The service-accounts page supports:

  • listing service accounts
  • creating accounts
  • editing accounts
  • disabling accounts
  • listing tokens for a selected account
  • minting new tokens
  • revoking tokens

This is currently the main UI workflow for minting API credentials for automation.

Settings

The settings page currently bundles several admin workflows:

  • performance-mode status and toggle
  • TLS intercept CA upload, generation, and certificate download
  • support bundle download
  • SSO provider create, update, delete, and test flows

Performance mode is the main UI switch that gates the audit and wiretap workflows.
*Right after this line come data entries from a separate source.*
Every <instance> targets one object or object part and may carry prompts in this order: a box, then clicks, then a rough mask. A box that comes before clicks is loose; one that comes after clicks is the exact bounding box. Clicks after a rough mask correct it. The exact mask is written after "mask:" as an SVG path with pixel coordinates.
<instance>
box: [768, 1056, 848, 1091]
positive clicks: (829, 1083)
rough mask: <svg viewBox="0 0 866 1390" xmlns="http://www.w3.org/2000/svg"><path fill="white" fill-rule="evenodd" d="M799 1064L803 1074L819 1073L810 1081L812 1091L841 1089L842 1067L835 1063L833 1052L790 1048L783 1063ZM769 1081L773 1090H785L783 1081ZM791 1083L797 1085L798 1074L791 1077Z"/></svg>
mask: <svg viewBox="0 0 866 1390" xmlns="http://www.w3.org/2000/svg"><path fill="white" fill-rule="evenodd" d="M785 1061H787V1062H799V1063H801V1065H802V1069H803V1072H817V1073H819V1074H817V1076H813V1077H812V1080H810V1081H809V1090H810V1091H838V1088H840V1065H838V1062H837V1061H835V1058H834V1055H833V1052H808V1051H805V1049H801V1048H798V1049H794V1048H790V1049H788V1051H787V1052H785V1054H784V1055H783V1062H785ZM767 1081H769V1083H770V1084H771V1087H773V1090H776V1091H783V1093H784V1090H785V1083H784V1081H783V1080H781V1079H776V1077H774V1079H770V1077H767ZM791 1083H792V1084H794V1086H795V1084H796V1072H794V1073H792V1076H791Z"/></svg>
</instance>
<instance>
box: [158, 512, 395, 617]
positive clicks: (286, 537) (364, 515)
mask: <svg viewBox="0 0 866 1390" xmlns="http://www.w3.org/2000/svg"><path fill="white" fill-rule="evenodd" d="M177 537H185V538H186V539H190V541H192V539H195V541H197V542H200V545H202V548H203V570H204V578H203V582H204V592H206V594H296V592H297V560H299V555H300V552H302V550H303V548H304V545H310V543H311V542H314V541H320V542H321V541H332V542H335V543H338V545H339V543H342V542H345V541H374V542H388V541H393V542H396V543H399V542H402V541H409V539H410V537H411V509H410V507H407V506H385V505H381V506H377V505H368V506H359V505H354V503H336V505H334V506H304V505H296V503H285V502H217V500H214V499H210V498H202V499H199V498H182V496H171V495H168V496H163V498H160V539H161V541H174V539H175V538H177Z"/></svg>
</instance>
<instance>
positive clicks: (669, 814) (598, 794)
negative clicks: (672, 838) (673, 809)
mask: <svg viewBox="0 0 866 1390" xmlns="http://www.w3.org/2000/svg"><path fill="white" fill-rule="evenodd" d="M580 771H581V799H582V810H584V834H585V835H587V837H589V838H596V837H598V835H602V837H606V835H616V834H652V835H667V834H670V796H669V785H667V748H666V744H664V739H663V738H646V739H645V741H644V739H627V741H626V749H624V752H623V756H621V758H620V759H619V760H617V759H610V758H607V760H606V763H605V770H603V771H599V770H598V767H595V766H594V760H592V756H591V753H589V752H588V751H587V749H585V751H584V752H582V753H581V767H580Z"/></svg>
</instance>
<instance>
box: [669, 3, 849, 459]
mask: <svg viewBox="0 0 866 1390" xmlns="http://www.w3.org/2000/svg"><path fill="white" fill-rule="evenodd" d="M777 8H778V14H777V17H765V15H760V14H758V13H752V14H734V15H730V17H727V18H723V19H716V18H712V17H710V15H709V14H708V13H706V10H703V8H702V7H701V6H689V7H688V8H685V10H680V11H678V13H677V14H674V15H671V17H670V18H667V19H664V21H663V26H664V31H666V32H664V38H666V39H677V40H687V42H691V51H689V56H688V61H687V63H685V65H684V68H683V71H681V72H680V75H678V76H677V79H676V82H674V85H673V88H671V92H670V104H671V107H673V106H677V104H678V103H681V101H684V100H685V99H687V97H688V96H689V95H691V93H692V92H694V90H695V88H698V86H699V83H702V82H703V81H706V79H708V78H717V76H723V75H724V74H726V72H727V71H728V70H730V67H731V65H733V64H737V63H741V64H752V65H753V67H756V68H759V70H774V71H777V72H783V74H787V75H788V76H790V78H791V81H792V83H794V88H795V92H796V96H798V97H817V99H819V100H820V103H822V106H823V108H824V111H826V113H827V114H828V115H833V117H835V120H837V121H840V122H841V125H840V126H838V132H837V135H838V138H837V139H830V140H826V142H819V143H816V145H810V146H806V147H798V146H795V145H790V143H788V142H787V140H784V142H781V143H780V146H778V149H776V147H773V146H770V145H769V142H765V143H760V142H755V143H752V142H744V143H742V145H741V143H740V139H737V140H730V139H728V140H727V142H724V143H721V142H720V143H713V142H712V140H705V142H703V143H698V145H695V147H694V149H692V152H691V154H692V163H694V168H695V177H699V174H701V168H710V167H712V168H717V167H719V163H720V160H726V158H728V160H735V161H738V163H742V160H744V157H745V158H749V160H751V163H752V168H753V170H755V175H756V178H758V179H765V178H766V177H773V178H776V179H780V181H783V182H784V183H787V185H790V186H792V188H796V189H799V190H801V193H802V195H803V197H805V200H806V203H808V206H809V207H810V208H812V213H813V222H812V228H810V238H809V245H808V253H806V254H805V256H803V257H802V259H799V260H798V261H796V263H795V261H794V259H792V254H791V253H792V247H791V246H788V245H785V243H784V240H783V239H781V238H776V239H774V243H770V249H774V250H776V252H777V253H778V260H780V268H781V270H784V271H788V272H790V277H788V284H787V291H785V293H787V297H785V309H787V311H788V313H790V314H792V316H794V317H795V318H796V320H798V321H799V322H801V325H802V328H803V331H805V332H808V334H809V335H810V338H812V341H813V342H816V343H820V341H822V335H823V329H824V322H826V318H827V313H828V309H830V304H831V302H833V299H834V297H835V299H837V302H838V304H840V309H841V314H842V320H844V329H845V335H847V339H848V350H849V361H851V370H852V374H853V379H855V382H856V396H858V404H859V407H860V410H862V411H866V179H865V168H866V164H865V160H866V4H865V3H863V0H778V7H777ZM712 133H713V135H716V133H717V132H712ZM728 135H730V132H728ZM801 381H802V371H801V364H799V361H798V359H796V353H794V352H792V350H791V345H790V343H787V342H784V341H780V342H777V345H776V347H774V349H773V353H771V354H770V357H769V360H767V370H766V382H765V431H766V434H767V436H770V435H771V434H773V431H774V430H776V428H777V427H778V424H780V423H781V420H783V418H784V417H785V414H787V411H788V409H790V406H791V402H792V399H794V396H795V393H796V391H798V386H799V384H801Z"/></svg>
When it is disabled, those pages remain visible but the interactive data path is unavailable.

Role Handling

The UI derives a simple role view from the authenticated user record:

  • admin
  • readonly

Today, the visible role-based navigation difference is that Service Accounts is hidden for readonly users.

The API remains the real authorization boundary. The UI only adjusts navigation and page access affordances based on the returned role data.

API Coupling

The UI uses relative API requests rooted at:

  • /api/v1

That keeps the browser on the same origin as the management HTTPS server and avoids a separate API base configuration layer for normal deployments.
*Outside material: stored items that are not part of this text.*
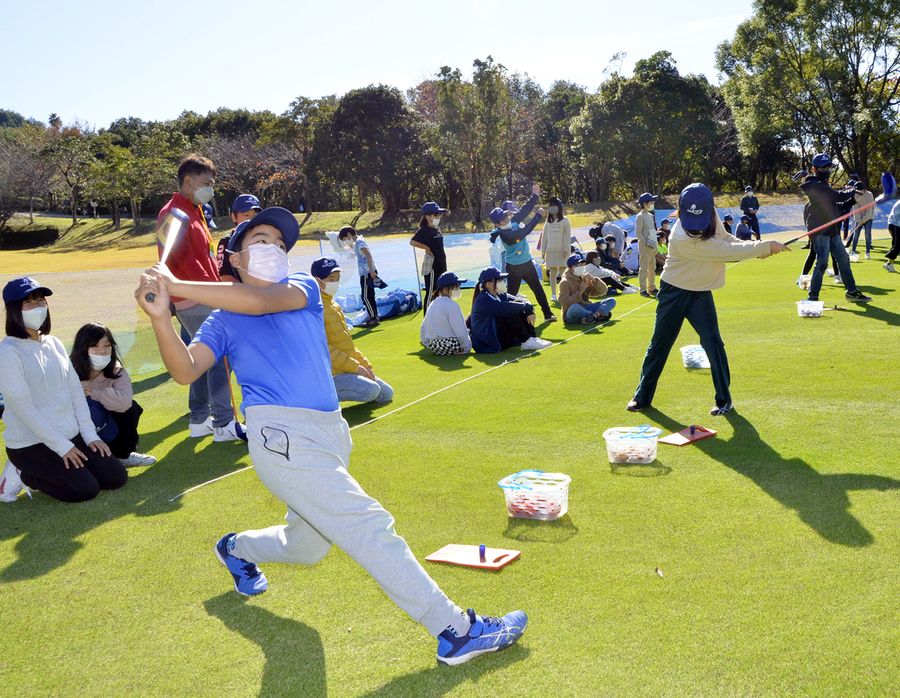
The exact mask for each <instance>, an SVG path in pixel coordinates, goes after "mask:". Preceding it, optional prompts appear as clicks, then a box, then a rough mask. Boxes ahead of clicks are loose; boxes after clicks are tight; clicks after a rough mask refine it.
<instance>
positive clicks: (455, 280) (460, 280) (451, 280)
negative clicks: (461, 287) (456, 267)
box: [435, 271, 468, 289]
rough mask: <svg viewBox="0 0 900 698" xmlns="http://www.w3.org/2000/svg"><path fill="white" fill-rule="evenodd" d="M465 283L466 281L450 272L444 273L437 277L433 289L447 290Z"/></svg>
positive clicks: (465, 280)
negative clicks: (434, 285) (436, 281)
mask: <svg viewBox="0 0 900 698" xmlns="http://www.w3.org/2000/svg"><path fill="white" fill-rule="evenodd" d="M466 281H468V279H460V278H459V277H458V276H457V275H456V274H454V273H453V272H452V271H445V272H444V273H443V274H441V275H440V276H439V277H438V280H437V283H436V284H435V288H436V289H442V288H447V287H448V286H459V285H460V284H464V283H465V282H466Z"/></svg>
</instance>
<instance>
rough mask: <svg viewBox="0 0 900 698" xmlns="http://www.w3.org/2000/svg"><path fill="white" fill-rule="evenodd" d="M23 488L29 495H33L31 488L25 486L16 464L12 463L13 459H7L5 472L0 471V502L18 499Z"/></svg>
mask: <svg viewBox="0 0 900 698" xmlns="http://www.w3.org/2000/svg"><path fill="white" fill-rule="evenodd" d="M22 490H25V492H26V493H27V494H28V496H29V497H30V496H31V490H29V489H28V488H27V487H25V483H23V482H22V478H21V477H20V476H19V471H18V470H17V469H16V466H14V465H13V464H12V461H6V465H5V466H3V472H2V473H0V502H14V501H16V499H17V498H18V496H19V493H20V492H21V491H22Z"/></svg>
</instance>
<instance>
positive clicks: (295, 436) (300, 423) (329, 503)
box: [233, 405, 462, 637]
mask: <svg viewBox="0 0 900 698" xmlns="http://www.w3.org/2000/svg"><path fill="white" fill-rule="evenodd" d="M246 419H247V435H248V437H249V446H250V457H251V458H252V459H253V465H254V467H255V469H256V474H257V476H258V477H259V479H260V480H261V481H262V483H263V484H264V485H265V486H266V487H267V488H268V489H269V491H270V492H272V494H274V495H275V496H276V497H278V498H279V499H280V500H281V501H283V502H284V503H285V504H287V507H288V512H287V516H286V517H285V518H286V519H287V524H286V525H281V526H272V527H270V528H264V529H261V530H258V531H244V532H243V533H239V534H238V535H237V537H236V539H235V544H234V550H233V554H234V555H236V556H237V557H240V558H243V559H245V560H250V561H251V562H255V563H257V564H260V563H264V562H295V563H300V564H304V565H312V564H315V563H316V562H318V561H319V560H321V559H322V558H323V557H325V554H326V553H327V552H328V551H329V549H330V548H331V546H332V544H333V545H337V546H338V547H339V548H341V549H342V550H343V551H344V552H346V553H347V554H348V555H349V556H350V557H352V558H353V559H354V560H355V561H356V562H357V563H359V564H360V565H362V567H363V568H364V569H365V570H366V571H367V572H368V573H369V574H370V575H372V577H373V578H374V579H375V581H376V582H378V584H380V585H381V588H382V589H383V590H384V592H385V593H386V594H387V595H388V596H389V597H390V599H391V600H392V601H393V602H394V603H395V604H397V605H398V606H399V607H400V608H402V609H403V610H404V611H406V613H407V614H409V616H410V618H412V619H413V620H415V621H418V622H419V623H421V624H422V625H424V626H425V628H426V629H427V630H428V632H430V633H431V634H432V635H433V636H435V637H436V636H437V635H438V634H440V633H441V632H442V631H443V630H444V629H445V628H446V627H447V626H448V625H451V624H453V623H454V622H455V621H458V619H459V618H460V617H461V615H462V610H461V609H460V608H459V607H458V606H456V605H455V604H454V603H453V602H452V601H450V599H448V598H447V596H446V595H445V594H444V592H442V591H441V590H440V588H439V587H438V585H437V584H436V583H435V582H434V580H433V579H431V577H429V576H428V573H427V572H426V571H425V570H424V569H423V568H422V565H420V564H419V562H418V561H417V560H416V558H415V557H414V556H413V554H412V551H411V550H410V549H409V546H408V545H407V544H406V541H405V540H403V538H401V537H400V536H398V535H397V534H396V533H395V532H394V518H393V517H392V516H391V515H390V514H389V513H388V512H387V511H385V509H384V507H382V506H381V504H379V503H378V502H377V501H376V500H374V499H372V497H370V496H369V495H367V494H366V493H365V492H364V491H363V489H362V487H360V485H359V483H358V482H356V480H354V479H353V478H352V477H351V475H350V473H349V472H348V471H347V469H348V467H349V465H350V450H351V448H352V446H353V442H352V441H351V439H350V429H349V427H348V426H347V422H346V421H344V418H343V417H342V416H341V412H340V410H336V411H334V412H319V411H316V410H307V409H302V408H296V407H276V406H270V405H261V406H254V407H248V408H247V411H246Z"/></svg>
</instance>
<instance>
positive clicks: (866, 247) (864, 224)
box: [842, 218, 873, 278]
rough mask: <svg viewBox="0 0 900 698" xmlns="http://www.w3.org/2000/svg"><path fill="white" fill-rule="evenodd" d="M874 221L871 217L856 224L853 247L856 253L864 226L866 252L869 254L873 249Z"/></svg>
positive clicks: (852, 243) (853, 248)
mask: <svg viewBox="0 0 900 698" xmlns="http://www.w3.org/2000/svg"><path fill="white" fill-rule="evenodd" d="M872 222H873V221H872V219H871V218H870V219H869V220H867V221H866V222H865V223H862V224H860V225H858V226H856V230H854V231H853V243H852V248H853V252H854V253H855V252H856V244H857V243H858V242H859V231H860V230H862V229H863V228H865V230H866V254H869V253H870V252H871V251H872ZM842 278H843V277H842Z"/></svg>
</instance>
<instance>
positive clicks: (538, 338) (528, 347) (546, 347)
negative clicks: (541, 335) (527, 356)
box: [521, 337, 553, 351]
mask: <svg viewBox="0 0 900 698" xmlns="http://www.w3.org/2000/svg"><path fill="white" fill-rule="evenodd" d="M552 344H553V342H548V341H547V340H546V339H541V338H540V337H529V338H528V339H526V340H525V341H524V342H522V346H521V349H522V351H537V350H538V349H546V348H547V347H549V346H551V345H552Z"/></svg>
In practice, the UI is tightly coupled to the current HTTP API surface:

  • auth
  • stats
  • policies
  • integrations
  • service accounts
  • audit findings
  • wiretap stream
  • DNS cache
  • TLS intercept settings
  • performance mode
  • SSO settings
  • support sysdump

Current Limitations

A few implementation boundaries are worth calling out explicitly:

  • the UI is compiled from ui/dist and embedded into the Rust server rather than loaded from a separately deployed static origin
  • routing is intentionally small and page-oriented; there is no server-side rendering layer
  • admin behavior still depends on API-side authorization; the frontend role model is only a convenience layer
  • the UI is hand-wired to the current API surface rather than generated from OpenAPI

That makes the current UI a practical management console for the existing API, not a separately abstracted product surface.